Escritor, músico e cineasta, Cristino Wapichana acredita que quando “um povo
quer sempre ser superior a outro povo, ele esquece a coisa mais básica, que é a
existência de uma única humanidade”. Artista indígena do povo Wapichana, que
vive na região conhecida como Reserva Raposa Serra do Sol, no norte de Roraima,
Cristino ouviu muitas histórias de sua mãe e sua avó, compartilhando-as até hoje
para que as línguas e conhecimentos de seu povo sejam valorizados. Por isso,
defende a oralidade como “a principal forma de repassar toda a ancestralidade de
um povo e dela continuar sendo utilizada para atualizar essas memórias”.

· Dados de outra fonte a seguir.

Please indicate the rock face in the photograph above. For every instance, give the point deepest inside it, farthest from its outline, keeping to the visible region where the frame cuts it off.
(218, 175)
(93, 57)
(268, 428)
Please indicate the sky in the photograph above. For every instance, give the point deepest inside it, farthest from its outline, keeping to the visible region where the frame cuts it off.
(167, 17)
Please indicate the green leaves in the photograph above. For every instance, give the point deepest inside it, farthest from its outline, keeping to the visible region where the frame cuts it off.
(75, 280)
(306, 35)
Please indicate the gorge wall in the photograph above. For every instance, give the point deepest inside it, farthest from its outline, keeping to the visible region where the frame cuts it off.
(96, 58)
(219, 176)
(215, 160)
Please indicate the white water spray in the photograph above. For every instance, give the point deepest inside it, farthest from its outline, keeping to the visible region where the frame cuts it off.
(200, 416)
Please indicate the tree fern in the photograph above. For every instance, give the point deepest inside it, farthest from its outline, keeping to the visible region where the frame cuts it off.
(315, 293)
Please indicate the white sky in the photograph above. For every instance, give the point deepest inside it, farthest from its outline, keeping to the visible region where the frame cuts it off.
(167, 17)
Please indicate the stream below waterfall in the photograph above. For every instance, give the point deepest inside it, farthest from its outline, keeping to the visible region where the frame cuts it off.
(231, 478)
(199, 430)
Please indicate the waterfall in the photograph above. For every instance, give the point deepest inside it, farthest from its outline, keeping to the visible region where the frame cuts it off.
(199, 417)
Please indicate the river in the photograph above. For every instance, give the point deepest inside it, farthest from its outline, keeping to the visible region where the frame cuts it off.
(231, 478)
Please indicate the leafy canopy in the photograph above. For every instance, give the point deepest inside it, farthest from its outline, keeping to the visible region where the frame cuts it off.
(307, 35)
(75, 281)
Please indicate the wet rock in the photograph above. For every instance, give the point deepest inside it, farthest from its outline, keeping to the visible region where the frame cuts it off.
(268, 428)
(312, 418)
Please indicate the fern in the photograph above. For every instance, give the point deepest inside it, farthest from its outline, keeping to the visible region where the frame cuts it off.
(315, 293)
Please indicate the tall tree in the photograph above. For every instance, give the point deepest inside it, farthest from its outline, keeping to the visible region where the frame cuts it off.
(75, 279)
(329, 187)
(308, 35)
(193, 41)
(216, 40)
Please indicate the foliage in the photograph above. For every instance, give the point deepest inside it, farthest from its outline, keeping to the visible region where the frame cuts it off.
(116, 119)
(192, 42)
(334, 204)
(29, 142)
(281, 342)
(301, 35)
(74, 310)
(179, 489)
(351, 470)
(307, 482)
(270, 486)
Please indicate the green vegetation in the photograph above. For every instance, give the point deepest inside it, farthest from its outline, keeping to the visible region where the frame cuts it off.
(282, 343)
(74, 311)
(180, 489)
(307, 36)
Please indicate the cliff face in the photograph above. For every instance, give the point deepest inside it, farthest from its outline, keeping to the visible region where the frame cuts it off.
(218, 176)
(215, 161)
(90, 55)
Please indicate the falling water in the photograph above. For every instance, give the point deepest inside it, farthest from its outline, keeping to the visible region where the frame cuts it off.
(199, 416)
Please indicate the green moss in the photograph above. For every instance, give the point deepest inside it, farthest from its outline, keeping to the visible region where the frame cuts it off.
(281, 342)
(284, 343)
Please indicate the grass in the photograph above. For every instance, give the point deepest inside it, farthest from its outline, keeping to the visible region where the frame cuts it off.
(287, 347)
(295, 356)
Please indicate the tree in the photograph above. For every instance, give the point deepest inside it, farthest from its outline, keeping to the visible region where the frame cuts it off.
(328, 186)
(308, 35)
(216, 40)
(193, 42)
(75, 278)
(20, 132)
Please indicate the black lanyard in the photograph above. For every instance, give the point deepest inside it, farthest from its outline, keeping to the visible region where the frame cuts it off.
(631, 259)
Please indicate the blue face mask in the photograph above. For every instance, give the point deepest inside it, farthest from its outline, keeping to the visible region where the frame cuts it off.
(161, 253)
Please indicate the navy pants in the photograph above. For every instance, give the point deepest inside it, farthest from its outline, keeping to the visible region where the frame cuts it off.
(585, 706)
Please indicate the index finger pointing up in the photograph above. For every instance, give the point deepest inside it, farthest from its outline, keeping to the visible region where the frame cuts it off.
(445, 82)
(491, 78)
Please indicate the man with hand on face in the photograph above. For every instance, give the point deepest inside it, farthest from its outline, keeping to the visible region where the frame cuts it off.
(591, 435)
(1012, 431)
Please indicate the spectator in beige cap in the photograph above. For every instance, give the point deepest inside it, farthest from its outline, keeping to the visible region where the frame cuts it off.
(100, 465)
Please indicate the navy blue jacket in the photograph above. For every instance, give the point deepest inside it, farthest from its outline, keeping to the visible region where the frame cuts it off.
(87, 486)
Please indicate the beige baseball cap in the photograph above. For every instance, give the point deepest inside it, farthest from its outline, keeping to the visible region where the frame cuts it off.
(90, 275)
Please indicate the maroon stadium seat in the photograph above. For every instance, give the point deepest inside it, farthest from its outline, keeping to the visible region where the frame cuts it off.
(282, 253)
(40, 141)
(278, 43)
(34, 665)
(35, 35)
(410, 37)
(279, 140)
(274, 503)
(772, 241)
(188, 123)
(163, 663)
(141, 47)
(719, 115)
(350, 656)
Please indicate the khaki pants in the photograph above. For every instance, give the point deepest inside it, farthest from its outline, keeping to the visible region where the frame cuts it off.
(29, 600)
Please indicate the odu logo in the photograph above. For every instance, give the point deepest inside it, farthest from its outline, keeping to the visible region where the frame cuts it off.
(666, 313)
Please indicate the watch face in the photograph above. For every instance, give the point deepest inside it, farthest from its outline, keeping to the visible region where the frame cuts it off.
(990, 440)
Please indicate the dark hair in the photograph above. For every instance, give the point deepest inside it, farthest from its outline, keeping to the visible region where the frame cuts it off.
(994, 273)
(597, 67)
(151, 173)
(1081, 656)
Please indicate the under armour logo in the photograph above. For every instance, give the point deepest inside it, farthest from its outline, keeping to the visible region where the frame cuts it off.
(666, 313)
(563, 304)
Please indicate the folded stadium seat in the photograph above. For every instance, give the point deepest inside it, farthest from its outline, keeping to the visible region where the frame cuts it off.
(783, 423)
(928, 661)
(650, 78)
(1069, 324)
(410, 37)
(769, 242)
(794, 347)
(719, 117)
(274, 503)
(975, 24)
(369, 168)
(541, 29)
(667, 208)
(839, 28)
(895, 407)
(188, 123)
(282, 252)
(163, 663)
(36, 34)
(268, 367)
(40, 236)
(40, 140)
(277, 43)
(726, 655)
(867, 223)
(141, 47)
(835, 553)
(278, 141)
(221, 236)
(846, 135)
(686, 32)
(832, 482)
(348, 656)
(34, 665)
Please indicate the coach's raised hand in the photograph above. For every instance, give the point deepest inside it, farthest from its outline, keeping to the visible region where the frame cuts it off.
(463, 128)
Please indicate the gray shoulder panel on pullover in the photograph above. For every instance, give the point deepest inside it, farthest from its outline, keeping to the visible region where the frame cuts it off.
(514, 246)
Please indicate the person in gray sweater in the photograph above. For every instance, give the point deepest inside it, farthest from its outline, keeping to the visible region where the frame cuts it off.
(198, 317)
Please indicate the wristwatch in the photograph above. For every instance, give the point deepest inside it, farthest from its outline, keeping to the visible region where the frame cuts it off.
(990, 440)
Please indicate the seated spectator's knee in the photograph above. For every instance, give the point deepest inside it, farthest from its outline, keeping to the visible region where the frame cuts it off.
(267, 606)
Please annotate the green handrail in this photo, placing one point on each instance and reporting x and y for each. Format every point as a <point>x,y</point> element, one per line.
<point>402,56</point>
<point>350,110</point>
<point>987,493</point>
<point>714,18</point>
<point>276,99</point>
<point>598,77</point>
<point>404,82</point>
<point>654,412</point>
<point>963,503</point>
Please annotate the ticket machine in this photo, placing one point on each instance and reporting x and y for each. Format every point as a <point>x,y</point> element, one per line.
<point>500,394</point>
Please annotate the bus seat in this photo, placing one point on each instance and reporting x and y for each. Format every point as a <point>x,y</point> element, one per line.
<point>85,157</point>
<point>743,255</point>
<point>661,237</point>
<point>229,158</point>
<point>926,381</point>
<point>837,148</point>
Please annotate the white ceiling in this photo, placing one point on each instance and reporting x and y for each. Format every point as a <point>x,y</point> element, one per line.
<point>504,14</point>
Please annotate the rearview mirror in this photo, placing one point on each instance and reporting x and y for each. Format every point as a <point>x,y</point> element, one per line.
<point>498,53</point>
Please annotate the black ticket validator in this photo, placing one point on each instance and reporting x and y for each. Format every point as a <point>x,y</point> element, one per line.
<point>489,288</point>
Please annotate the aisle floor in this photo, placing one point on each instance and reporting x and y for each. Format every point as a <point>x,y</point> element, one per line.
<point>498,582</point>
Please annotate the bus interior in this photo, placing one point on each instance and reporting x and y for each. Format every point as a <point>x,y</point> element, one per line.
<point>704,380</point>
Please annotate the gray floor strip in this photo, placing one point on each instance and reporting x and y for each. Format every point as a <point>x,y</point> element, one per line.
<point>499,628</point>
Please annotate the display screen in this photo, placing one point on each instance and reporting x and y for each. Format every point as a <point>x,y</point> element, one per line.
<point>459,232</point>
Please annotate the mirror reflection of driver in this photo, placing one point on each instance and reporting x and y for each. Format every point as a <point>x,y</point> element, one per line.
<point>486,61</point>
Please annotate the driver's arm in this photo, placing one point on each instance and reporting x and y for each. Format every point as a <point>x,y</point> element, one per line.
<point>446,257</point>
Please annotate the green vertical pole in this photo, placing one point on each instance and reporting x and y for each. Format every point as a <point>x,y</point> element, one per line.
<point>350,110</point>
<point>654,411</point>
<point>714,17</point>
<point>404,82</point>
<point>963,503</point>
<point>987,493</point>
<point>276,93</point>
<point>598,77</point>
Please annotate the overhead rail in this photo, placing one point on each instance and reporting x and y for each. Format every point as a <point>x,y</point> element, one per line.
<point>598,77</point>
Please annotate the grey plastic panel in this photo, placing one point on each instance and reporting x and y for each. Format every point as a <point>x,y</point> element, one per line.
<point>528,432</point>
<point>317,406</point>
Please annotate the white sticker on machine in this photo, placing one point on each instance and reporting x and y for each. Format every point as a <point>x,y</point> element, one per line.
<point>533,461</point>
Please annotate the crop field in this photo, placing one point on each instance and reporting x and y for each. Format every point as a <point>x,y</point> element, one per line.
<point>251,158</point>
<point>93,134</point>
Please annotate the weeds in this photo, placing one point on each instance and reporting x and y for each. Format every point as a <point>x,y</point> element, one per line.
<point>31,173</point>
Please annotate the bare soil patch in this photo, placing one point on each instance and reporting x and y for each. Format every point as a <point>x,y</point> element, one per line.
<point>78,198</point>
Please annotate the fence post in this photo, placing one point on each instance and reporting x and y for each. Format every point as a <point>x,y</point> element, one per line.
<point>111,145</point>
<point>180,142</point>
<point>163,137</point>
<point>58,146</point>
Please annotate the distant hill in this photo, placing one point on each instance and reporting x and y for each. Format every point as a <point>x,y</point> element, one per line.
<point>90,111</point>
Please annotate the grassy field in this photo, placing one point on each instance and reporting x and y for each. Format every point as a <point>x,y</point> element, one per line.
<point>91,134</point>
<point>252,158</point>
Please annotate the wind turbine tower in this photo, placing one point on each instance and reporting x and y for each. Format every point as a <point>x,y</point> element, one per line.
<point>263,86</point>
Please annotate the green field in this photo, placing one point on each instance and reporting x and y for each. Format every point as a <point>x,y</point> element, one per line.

Wapichana conta que para os povos originários, a oralidade é o que dá voz a todas
as coisas. “Ela comporta tudo de conhecimento, tudo que nós compreendemos
sobre o mundo, sobre as coisas, sobre os seres, sobre as pessoas, sobre o próprio
universo, sobre a natureza. A oralidade é a parte primordial do ensinamento de um
povo. Então, sem ela a gente não conhecia as plantas medicinais, não sabia de casa,
de pesca, de ler estrela, de ler o universo. Não conhecíamos sobre direitos, deveres,
nada disso.”
Nas últimas décadas, mais ações como essa desdobram-se pelo país, a exemplo da
iniciativa pioneira do Museu da Pessoa, criado em 1991 [Leia Valorizar
Memórias], e do premiado podcast Negra Voz, do jornalista Tiago Rogero, sobre a
herança africana e os grandes feitos de negras e negros do passado e do presente no
país. “Na escola, ao se ensinar sobre pessoas negras nos períodos da colônia e do
Império no Brasil, elas só aparecem como escravizadas no tronco. Ignora-se que,
mesmo nessa condição, muitas estavam resistindo, formando quilombos,
professando sua fé, formando famílias, aprendendo a ler, ensinando outros”, disse
Rogero em entrevista à edição de janeiro de 2023 da Revista E. Compreender e
valorizar a oralidade como um documento histórico não só permitiu a organização
das práticas de história oral e de movimentos de pesquisa, publicações e outros
suportes, como também ecoou uma pluralidade de vozes. “Dessa maneira, [essas
narrativas de vida] representam melhor a diversidade de pessoas que compõem a
população de cidades como São Paulo e países como o Brasil. Digo mais; qualquer
história de cidades ou países que não seja plural, é parcial e excludente”,
acrescenta a pesquisadora Suzana Ribeiro.